Storm clouds fill the sky over the U.S. Capitol Building, June 13, 2013 in Washington, DC. Financial storm clouds are gathering now as credit ratings agencies warn of a U.S. downgrade if no debt-ceiling agreement is reached.
The three main credit rating agencies have all warned, in varying degrees, that the United States' rating could be cut should it hit an expected Oct. 17 deadline when Washington is set to run out of cash, endangering its ability to pay its debt.
As in 2011 when Democrats and Republicans in Congress could not agree on a budget and spending measures, the full faith and credit of the United States is being put into question, and global markets are coming under pressure.
If the government does not increase its $16.7 trillion borrowing limit, or debt ceiling, it will not be able to issue debt to pay its bills, leading to a possible default.
In the strictest terms a default is not called until a payment on either interest or principal is missed, which means a default would not occur until some time after Oct. 17.
The current status of each of the three major ratings agencies is as follows:
Fitch Ratings has the U.S. government's credit rating at AAA, but it is currently the only one of the three with a negative outlook on the United States, having held such an outlook since November 2011.
Fitch said on Oct. 1 the partial shutdown of the U.S. government is not itself a trigger for downgrading its rating. However, it said last week that the U.S. rating is at risk because failure to raise the debt ceiling sufficiently in advance of the deadline raises questions about the full faith and credit of the United States to honor its obligations.
"This 'faith' is a key underpinning of the U.S. dollar's global reserve currency status and reason why the U.S. 'AAA' rating can tolerate a substantially higher level of public debt than other 'AAA' sovereigns," Fitch said in an Oct. 1 note.
Fitch said if the debt ceiling isn't raised in a "timely manner," meaning several days prior to when the U.S. Treasury says it will have exhausted extraordinary measures and cash, it will launch "a formal review of the AAA rating and likely lead to a downgrade." Some on Wall Street believe the firm could cut even if a deal is reached in Congress.
"Depending on how contentious the negotiations are, there is an increasing probability that Fitch downgrades the rating from AAA to AA as the 'x' date is approached," Bank of America Merrill Lynch wrote in a note to clients on Oct. 1.

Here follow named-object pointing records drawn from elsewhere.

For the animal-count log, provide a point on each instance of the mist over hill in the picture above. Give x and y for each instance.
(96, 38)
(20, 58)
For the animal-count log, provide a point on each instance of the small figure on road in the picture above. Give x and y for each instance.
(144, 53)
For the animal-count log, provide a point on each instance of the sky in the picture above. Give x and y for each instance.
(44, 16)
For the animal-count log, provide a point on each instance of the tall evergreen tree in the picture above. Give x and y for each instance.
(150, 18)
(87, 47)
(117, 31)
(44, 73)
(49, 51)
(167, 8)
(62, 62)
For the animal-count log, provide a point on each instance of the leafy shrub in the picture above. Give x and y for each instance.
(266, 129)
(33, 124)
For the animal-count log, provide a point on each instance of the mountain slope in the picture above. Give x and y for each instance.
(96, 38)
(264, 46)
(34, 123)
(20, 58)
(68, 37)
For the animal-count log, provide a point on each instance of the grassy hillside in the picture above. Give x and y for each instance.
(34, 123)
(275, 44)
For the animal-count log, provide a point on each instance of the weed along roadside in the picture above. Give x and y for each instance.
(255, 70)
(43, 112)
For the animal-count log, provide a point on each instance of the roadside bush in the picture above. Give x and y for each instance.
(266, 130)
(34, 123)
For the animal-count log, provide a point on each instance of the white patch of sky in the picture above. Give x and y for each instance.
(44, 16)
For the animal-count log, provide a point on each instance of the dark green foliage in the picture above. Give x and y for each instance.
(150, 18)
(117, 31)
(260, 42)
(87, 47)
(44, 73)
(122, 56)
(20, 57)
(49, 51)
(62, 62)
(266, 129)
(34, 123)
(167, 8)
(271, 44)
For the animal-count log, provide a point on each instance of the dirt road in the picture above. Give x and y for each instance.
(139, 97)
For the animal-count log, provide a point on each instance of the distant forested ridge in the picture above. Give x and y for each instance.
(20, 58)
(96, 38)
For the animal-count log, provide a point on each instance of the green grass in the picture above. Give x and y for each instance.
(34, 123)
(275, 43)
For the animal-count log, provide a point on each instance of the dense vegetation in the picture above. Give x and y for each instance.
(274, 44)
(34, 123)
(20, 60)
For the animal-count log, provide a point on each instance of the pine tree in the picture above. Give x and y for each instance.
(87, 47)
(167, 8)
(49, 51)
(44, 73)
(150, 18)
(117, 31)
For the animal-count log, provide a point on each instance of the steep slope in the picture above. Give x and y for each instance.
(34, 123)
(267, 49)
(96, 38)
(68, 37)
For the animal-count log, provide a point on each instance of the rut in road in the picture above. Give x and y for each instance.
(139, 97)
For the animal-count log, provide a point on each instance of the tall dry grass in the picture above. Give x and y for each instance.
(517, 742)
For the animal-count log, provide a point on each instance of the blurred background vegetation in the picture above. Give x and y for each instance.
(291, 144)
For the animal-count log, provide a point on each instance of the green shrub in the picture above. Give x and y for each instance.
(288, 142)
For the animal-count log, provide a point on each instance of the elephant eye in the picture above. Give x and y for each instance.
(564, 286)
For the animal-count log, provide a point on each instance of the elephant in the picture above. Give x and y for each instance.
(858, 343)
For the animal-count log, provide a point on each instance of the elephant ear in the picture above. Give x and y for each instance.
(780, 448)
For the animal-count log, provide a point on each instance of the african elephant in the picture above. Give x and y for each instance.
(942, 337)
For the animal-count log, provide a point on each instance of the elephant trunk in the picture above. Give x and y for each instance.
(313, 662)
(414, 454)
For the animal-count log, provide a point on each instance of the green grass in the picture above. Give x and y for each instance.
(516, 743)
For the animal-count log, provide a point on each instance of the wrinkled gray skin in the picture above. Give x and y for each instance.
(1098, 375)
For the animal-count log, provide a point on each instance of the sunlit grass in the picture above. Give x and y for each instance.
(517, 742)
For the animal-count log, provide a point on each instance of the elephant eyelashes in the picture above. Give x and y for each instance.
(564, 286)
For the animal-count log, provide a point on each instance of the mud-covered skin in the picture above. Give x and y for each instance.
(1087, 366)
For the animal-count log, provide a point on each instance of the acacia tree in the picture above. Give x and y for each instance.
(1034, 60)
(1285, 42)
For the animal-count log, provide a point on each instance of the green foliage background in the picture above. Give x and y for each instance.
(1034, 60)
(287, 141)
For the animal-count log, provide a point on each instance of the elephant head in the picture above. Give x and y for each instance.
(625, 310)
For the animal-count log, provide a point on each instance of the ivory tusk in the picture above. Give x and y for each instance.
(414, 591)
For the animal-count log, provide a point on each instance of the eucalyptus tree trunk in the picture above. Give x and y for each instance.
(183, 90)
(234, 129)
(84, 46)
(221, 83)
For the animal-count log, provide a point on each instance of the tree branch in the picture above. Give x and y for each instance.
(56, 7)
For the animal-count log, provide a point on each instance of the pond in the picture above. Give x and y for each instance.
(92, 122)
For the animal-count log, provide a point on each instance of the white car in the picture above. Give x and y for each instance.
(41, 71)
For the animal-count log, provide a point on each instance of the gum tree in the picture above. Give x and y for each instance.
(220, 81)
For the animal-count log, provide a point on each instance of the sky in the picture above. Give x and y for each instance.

However, even in that case Fitch believes U.S. Treasury securities will be honored in full and on time. Fitch could change the rating to "restricted default," and then later assign a new rating, reflecting the temporary default status.
Fitch's current view on the rating and outlook was affirmed on June 28, meaning there is a 12- to 18-month window in which to decide on the rating.

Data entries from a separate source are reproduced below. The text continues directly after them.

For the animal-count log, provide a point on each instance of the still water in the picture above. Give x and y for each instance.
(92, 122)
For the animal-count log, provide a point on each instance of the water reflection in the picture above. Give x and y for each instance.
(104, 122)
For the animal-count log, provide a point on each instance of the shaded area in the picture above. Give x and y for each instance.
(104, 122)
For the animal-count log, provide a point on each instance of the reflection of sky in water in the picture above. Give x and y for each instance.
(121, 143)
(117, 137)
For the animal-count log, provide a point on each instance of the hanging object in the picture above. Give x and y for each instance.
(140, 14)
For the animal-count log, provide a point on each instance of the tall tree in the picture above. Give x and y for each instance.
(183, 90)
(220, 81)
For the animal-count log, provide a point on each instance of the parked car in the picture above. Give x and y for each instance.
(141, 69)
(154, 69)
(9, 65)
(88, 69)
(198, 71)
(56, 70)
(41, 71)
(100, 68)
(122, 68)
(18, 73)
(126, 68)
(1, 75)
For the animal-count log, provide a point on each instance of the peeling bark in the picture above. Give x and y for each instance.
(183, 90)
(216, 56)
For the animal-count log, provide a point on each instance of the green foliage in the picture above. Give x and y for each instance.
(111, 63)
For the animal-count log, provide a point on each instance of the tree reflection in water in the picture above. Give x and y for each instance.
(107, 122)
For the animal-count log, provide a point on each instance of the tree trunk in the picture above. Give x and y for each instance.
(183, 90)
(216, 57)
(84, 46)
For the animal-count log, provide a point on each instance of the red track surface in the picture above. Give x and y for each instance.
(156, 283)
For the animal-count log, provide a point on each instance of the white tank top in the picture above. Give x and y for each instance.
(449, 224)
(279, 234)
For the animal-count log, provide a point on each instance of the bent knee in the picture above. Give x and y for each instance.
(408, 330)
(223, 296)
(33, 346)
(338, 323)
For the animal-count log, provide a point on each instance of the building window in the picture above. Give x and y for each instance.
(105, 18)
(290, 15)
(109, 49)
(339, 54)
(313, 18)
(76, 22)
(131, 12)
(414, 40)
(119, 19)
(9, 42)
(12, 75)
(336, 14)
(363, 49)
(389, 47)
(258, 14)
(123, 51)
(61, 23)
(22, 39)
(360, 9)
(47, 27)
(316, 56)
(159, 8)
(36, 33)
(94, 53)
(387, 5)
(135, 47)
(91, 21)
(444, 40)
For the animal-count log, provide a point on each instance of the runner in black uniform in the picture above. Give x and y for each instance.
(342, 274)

MOODY'S INVESTORS SERVICE:
Moody's has a Aaa rating with a stable outlook on the United States, saying it believes the government will pay interest and principal on its debt obligations, even if the debt limit is not raised by October 17, "leaving its creditworthiness intact."

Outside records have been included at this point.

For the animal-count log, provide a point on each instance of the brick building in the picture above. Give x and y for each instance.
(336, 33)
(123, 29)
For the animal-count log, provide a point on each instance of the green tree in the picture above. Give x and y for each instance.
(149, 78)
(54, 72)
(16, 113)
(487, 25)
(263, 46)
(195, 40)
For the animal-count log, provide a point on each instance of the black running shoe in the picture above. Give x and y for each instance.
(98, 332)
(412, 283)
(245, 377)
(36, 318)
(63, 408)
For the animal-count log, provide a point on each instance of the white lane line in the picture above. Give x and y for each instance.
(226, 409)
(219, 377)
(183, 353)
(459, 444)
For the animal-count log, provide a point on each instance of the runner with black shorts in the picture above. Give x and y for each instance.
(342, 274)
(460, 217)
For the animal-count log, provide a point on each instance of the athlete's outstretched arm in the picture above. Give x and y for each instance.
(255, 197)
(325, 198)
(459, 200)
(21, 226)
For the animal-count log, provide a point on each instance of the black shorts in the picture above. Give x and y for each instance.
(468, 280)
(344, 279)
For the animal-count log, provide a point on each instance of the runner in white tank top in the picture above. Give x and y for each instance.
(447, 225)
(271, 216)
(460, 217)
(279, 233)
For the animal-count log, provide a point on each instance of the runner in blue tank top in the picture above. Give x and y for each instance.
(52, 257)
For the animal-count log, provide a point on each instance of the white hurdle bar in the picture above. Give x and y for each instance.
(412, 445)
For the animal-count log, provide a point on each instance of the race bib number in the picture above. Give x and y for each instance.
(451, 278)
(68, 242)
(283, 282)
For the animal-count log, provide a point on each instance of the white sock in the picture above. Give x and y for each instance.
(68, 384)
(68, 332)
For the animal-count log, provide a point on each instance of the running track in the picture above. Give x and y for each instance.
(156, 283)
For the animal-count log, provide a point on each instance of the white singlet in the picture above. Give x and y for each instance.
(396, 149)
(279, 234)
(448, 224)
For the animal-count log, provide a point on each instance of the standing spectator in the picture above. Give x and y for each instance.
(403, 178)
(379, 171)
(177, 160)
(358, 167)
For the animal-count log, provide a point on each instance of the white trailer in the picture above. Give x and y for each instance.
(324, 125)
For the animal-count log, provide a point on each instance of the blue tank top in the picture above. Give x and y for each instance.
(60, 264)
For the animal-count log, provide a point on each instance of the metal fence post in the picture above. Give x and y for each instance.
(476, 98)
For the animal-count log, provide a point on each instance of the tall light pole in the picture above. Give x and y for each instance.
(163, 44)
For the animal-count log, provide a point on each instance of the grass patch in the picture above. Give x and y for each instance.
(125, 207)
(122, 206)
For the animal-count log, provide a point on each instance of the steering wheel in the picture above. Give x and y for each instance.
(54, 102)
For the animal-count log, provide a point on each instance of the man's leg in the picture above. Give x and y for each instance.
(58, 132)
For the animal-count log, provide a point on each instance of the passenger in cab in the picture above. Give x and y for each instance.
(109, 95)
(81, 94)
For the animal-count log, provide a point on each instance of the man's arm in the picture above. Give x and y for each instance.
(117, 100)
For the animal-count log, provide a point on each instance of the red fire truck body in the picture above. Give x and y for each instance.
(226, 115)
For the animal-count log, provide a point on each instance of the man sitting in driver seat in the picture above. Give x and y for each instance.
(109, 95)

In 2011, Moody's said nothing short of a missed payment on U.S. Treasuries would prompt the firm to cut the rating to the Aa range. It has not stated any change to that viewpoint.
Moody's stresses that even passing the Oct. 17 date does not immediately result in a default as the next Treasury interest payment is due Oct. 31 and at $6 billion is "probably quite manageable under any circumstance," Steven Hess, lead U.S. sovereign credit analyst at Moody's, told Reuters on Monday.
Failure to increase the ability for the government to issue debt to pay its bills could "theoretically affect all categories of government spending, including debt service."
On July 18, Moody's revised its outlook on the United States to stable after two years with a negative outlook.
STANDARD & POOR'S:
Standard & Poor's is the only rating agency among the big three to have cut the U.S. credit rating, lowering it to AA-plus from AAA in 2011. It currently has a stable outlook on the United States.
If U.S. government debt is not serviced, S&P said it would lower the rating to selective default, or SD. It would remain there until delinquent principal and interest payments are made.
On Aug. 5, 2011 S&P took the unprecedented action of cutting the rating by one notch to AA-plus because of its concerns over the government's budget deficit and rising debt burden.
The cut occurred even after the U.S. government raised the debt limit in 2011. S&P cited the breakdown in the ability of the Democratic and Republican parties to govern effectively for the downgrade.
S&P said it would not anticipate a change to the rating if the current impasse is short-lived.
"This sort of brinkmanship is the dominant reason the rating is no longer AAA," S&P said on Sept. 30.